World Bulletin/News Desk
Turkish Prime Minister Ahmet Davutoglu said in an interview broadcast Tuesday that coalition forces should work together to save the Syrian border town of Kobani.
Turkey will not interfere with the operation of other forces as long as the goal is a democratic Syria without the current regime in place, he said.
U.S. warplanes have been bombing ISIL positions near Kobani for weeks, but air strikes alone will not be enough to repel the insurgents, Davutoglu said.
"Saving Kobani, retaking Kobani and some area around Kobani from ISIS, there's a need for a military operation," he said in an interview with the BBC broadcast on Tuesday.
But made clear neither Turkey nor Western allies would commit troops.
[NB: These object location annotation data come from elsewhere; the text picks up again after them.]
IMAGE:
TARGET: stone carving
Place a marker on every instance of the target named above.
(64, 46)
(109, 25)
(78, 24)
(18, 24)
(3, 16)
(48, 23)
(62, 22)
"If they (international coalition) don't want to send their ground troops, how can they expect Turkey to send Turkish ground troops with the same risks on our border," Davutoglu said.
"We never allowed any foreign fighters to go inside Syria," Davutoglu said. "There is no evidence that Turkey has any link, any cooperation, any support to these kind of groups. These groups are a threat to Turkey as well."
He also said Turkey had declared ISIL, the Islamic State of Iraq and the Levant, also known as ISIS, a terrorist organization last year. The interview with the BBC was recorded Monday.
The prime minister stressed the importance of training and equipping the Free Syrian Army so the Assad regime -- or the outlawed Kurdistan Workers Party, or PKK -- will not come back.
Turkey, the U.S. and the EU list PKK as a terrorist organization.
"We will help any forces, any coalition, through airbases or through other means if we have a common understanding to have a new pluralistic democratic Syria, and to fight against all crimes against humanity committed by ISIS as a terrorist organization or committed by the brutal regime," he said.
Turkish officials have rebuffed international criticism over their reluctance to do more to help Kobani's beleaguered Kurdish defenders, whom they say are linked to the militant Kurdistan Workers' Party (PKK), which has fought a decades long insurgency against the Turkish state.
Turkey last week agreed to let peshmerga forces from Iraq cross its territory to reach Kobani as its preferred alternative to U.S. planes air-dropping weapons to Kurdish fighters in the town.
On Monday a Turkish official denied accusations from a Syrian Kurdish leader that Ankara was stalling on the deal, saying the peshmerga could cross "as soon as they are ready".
"The only way to help Kobani since other countries don't want to use ground troops, is sending some peace oriented or moderate troops to Kobani. What are they? Peshmerga ... and Free Syrian Army (Syrian opposition forces)."
Davutoglu renewed calls on the United States to train and arm fighters from the Free Syrian Army (FSA), a loose coalition of groups who have been battling Assad and who have long been supported by Turkey.
"We will help any forces, any coalition, through air bases (within Turkey) or through other means if we have a common understanding to have a new pluralistic, democratic Syria."
Washington has committed to arming the Syrian opposition, but officials remain concerned about identifying effective, moderate groups in the increasingly bloody and radicalised conflict.